Over the course of the Gaunt's Ghosts series, Dan Abnett has toyed with and tested the limits of what he can do with these books several times, but has generally remained close to the core line that he must deliver a large-scale war story every time out. In Traitor General, the eighth book in the series and the opening of The Lost story arc (which spans four volumes), he goes for a somewhat different approach.
Gaunt and his team are deep undercover and must employ stealth, misdirection and hiding to achieve what they normally would using force. That wouldn't be so much of a problem except that the world they are operating on has been occupied by Chaos for years, with the result that the entire planet is tainted, a taint that starts seeping into Gaunt and his team.

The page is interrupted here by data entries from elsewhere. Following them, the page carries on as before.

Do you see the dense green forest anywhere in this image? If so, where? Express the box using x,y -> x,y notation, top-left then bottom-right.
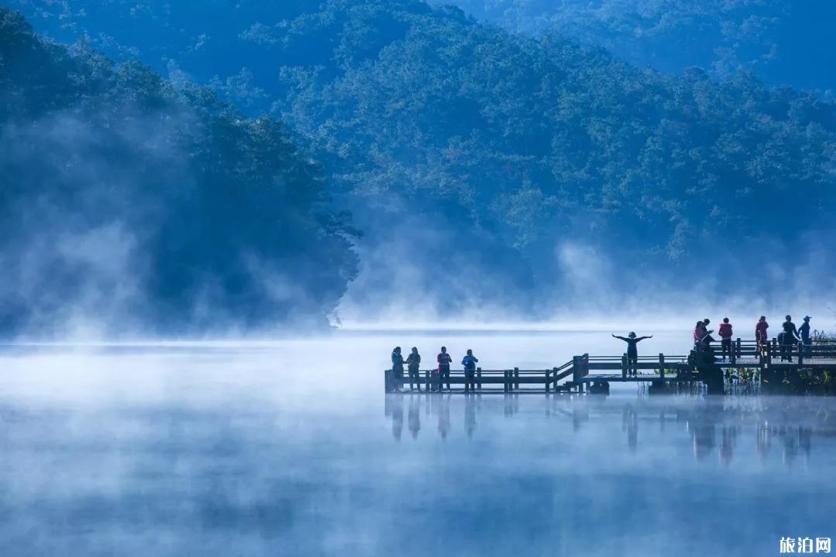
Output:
1,0 -> 836,322
431,0 -> 836,93
0,9 -> 357,335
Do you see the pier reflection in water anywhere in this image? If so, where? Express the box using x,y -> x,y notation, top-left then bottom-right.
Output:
384,394 -> 824,466
0,334 -> 836,557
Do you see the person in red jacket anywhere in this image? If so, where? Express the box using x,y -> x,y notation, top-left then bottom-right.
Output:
719,317 -> 734,361
436,346 -> 453,392
755,315 -> 769,353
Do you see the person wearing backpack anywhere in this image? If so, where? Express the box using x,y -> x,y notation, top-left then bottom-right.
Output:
462,348 -> 479,393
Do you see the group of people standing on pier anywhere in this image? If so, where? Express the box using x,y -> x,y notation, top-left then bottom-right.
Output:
392,346 -> 479,392
694,315 -> 813,361
392,315 -> 813,392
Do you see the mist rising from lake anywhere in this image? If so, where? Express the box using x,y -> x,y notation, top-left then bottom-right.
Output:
0,331 -> 836,557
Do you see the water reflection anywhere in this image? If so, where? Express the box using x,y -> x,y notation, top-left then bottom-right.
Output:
385,394 -> 836,466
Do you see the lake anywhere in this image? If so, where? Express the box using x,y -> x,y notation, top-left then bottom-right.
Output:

This causes increasingly odd behaviour as their perceptions of reality and what is right and wrong begin to change. This also means that the enemy forces on Gereon have some extremely powerful forces to call upon that normally would be not be able to manifest, such as the formidable and extremely weird wirehounds and glyfs, both concepts that feel like they've dropped out of a China Mieville novel. In short, Traitor General is where Abnett gets his weird freak on and pulls it off well.
Of course, Traitor General has its requisite amount of action, including a memorable sequence where the ten Guardsmen (and two Guardswomen) have to face off against five Chaos Space Marines in a swamp village (very long odds indeed), or a running battle between rebels and occupation forces in a town. Abnett also continues his welcome tendency of using each new book to highlight a hitherto under-developed Ghost and bring some development and focus to them. In this book it's Brostin, the team's resident flamethrower-operator and pyromaniac, who gets his turn in the spotlight, though Gaunt's nemesis Rawne also continues to develop away from the thinly-veiled antagonist of earlier books into a more rounded character in his own right.

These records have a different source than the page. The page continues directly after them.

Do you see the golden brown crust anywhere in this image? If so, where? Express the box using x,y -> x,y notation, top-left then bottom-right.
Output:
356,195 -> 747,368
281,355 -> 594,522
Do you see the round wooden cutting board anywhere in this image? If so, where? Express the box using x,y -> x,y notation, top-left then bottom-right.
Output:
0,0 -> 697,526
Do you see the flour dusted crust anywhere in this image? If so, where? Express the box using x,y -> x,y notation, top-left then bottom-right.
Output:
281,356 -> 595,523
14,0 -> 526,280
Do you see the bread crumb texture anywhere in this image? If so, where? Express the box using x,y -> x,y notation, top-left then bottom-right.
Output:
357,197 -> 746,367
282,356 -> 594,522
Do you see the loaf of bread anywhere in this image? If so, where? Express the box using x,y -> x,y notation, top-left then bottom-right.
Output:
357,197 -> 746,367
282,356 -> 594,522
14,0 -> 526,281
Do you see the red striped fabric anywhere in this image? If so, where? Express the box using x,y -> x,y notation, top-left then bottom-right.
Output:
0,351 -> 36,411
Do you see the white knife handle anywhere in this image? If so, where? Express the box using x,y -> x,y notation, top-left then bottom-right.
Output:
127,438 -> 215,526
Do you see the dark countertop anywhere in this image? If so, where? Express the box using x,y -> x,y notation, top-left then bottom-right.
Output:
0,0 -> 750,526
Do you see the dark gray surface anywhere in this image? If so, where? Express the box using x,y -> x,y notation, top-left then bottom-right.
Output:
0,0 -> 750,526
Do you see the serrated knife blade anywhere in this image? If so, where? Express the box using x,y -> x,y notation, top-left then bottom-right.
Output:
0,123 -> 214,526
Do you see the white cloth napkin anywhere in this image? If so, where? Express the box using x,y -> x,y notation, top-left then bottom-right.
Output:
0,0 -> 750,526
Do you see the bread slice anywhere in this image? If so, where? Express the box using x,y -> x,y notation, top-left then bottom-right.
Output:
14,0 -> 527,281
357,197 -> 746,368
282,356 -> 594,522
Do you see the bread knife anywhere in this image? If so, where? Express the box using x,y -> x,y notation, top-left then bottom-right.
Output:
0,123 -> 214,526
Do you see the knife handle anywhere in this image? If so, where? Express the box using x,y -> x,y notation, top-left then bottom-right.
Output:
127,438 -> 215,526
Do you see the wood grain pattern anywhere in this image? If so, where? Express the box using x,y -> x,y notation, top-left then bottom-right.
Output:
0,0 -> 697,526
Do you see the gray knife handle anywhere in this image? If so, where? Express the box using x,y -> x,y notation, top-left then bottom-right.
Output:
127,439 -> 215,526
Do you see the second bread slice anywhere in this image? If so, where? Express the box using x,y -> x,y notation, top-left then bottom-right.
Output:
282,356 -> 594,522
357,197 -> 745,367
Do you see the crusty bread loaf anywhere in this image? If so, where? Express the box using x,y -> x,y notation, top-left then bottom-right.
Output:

We also get a deeper look inside the Chaos camp as well. For many of the preceding volumes Chaos has been equated with pure evil and its ranks shown to consist almost solely of crazed cultists and suicidal warriors, though there have been hints here and there of other things going on (particularly with the Blood Pact, the enemy army's elite troops). In this book we get a much better look at how the Archenemy of Mankind operates and discover some amusing parallels to the Crusade's own political machinations and in-fighting. Abnett also starts embracing the more whimsical and surreal nature of Warhammer 40,000 humour, something he'd previously steered clear of (presumably for tonal reasons), and marries it to the more traditional dark humour of the books very well. I'm hoping Humiliti and his unnecessarily pedantic transcribing ways return in future books.
Traitor General (****½) sees Abnett doing something new, weirder and more interesting with the Gaunt's Ghosts series and pulling it off admirably, resulting in one of the very best books in the series so far. The novel is available now as part of The Lost omnibus in the UK and USA.